Plasmodium watery white, or transparent, wide streaming on decaying sod, etc. Sporangia sessile, closely gregarious, or even heaped, sub-globose, elongate or plasmodiocarpous, more or less calcareous, gray; peridium simple, thin, more or less densely coated with lime; capillitium strongly developed, the nodes more or less richly calcareous, the lime-knots rounded, angular; spore-mass brown, spores clear violaceous-brown, 6–7 µ, distinctly warted.
This delicate, inconspicuous species is well defined by the characters given. It occurs not rarely on richly manured ground, in meadows, lawns, or even on the open prairie. The plasmodium may form rings several inches in diameter, scattered here and there over a surface several square feet in extent, in fruit ascending the blades of grass, completely covering these with the crowded sporangia. The color of the fruit is well described in the specific name; gray or ashen gray. The spores are very distinctly papillate; in some specimens, however, almost smooth; in few instances, rough.
Common. New England west to the Black Hills and Pacific coast. Cosmopolitan.
The present species well illustrates the difficulty confronting the author of to-day who, discussing a group of microscopic organisms, would fain use the nomenclature of his predecessors, honored, but equipped with insufficient lenses. Here is a species reported common in Europe, observed by every mycologist there, from Micheli down, and yet awaiting adequate description until Rostafinski in his great book, gives the results of microscopic analysis. We are now really dealing with P. cinereum Rost; P. cinereum Batsch is a compliment to certain rather clever water-color drawings.
Rostafinski gives a long list of synonyms, none, it is believed, represent American forms; and without taking careful thought, surely no one would rudely disturb such honorable interment; but, in his description the range of spore-measurement, 7–13.3 µ, gives us pause, and raises the suspicion that possibly, in one case or another, the sepulture were perhaps premature. The range is too great! Perhaps, in the series offered in confirmation, small-spored forms represent one species, large-spored, something else?
European students may decide this at their leisure. But Rostafinski having, not without much labor, practically completed his review of the physaroid forms had almost finished the last genus Badhamia, when his mind perhaps returned, no doubt with some lingering misgivings, to the thirteenth species in his physarum list. There were there, he recalled, some large-spored specimens which had rather badhamioid capillitium.
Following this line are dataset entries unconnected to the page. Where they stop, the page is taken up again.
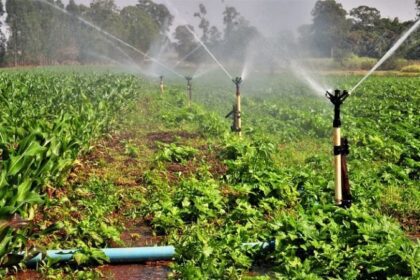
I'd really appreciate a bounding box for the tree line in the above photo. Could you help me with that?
[2,0,172,65]
[299,0,420,63]
[0,0,419,67]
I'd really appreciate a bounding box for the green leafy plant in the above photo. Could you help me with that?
[155,143,198,163]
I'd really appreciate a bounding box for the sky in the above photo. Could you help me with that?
[64,0,418,36]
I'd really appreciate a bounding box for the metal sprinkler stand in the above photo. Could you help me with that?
[159,75,164,94]
[326,89,352,208]
[225,77,243,136]
[185,76,192,106]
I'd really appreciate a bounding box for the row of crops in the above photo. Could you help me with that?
[0,70,144,265]
[139,75,419,278]
[0,69,418,279]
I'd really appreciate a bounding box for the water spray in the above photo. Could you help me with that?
[185,76,193,106]
[164,0,233,80]
[225,77,243,136]
[350,18,420,94]
[36,0,183,79]
[325,90,352,208]
[160,75,164,94]
[173,45,202,69]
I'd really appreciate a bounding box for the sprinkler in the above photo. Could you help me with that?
[326,90,352,208]
[185,76,192,106]
[159,75,164,94]
[225,77,243,136]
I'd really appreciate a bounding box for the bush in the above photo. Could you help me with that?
[400,64,420,73]
[380,58,409,70]
[303,56,378,71]
[343,55,377,70]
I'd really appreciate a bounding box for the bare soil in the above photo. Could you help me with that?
[9,128,214,279]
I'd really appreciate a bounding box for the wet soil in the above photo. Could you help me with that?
[100,262,170,280]
[9,128,210,279]
[146,131,198,147]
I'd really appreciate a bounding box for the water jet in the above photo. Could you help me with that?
[35,0,183,79]
[173,45,202,69]
[164,0,233,80]
[350,18,420,94]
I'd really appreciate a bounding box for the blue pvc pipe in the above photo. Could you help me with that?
[26,246,176,266]
[25,241,274,266]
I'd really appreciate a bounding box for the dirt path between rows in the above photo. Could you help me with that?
[10,127,205,279]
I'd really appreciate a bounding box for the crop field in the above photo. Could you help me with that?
[0,69,418,279]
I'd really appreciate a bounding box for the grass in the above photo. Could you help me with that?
[401,64,420,73]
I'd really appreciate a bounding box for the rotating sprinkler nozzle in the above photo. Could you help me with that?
[326,90,352,208]
[225,77,243,136]
[159,75,164,94]
[185,76,193,106]
[233,77,243,87]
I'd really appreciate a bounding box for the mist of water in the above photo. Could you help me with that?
[83,50,123,65]
[291,62,328,95]
[350,18,420,94]
[99,36,143,69]
[193,64,219,79]
[36,0,183,78]
[241,62,250,81]
[164,0,233,80]
[173,44,203,69]
[146,37,172,77]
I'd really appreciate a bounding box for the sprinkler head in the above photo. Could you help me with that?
[232,77,242,86]
[185,76,192,82]
[325,89,349,106]
[160,75,164,81]
[326,90,349,128]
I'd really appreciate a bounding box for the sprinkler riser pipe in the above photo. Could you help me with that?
[185,77,192,105]
[233,77,242,136]
[326,89,349,206]
[160,76,164,94]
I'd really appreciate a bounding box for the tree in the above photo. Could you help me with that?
[223,6,240,40]
[6,0,44,65]
[194,4,210,43]
[208,26,222,46]
[120,6,160,52]
[136,0,174,33]
[416,0,420,18]
[173,25,200,62]
[66,0,80,14]
[347,6,382,57]
[80,0,126,62]
[0,1,6,64]
[310,0,350,58]
[350,6,381,29]
[222,6,259,60]
[85,0,124,35]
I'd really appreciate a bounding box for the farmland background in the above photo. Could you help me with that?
[0,0,418,279]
The sessile physarums of Fries were also before him, those especially, "floccis albis." Of these one shall be B. panicea, one B. lilacina and one B. verna, described as having rather delicate colorless capillitial tubes combined in a loose net, the calcareous deposits about the enlarged intersections scanty, the spores 12.5 µ.
The description of the fructification as a whole is a condensed statement of that which describes P. vernum, and all taken together indicates some physarum. See now No. 3 preceding, p. 51.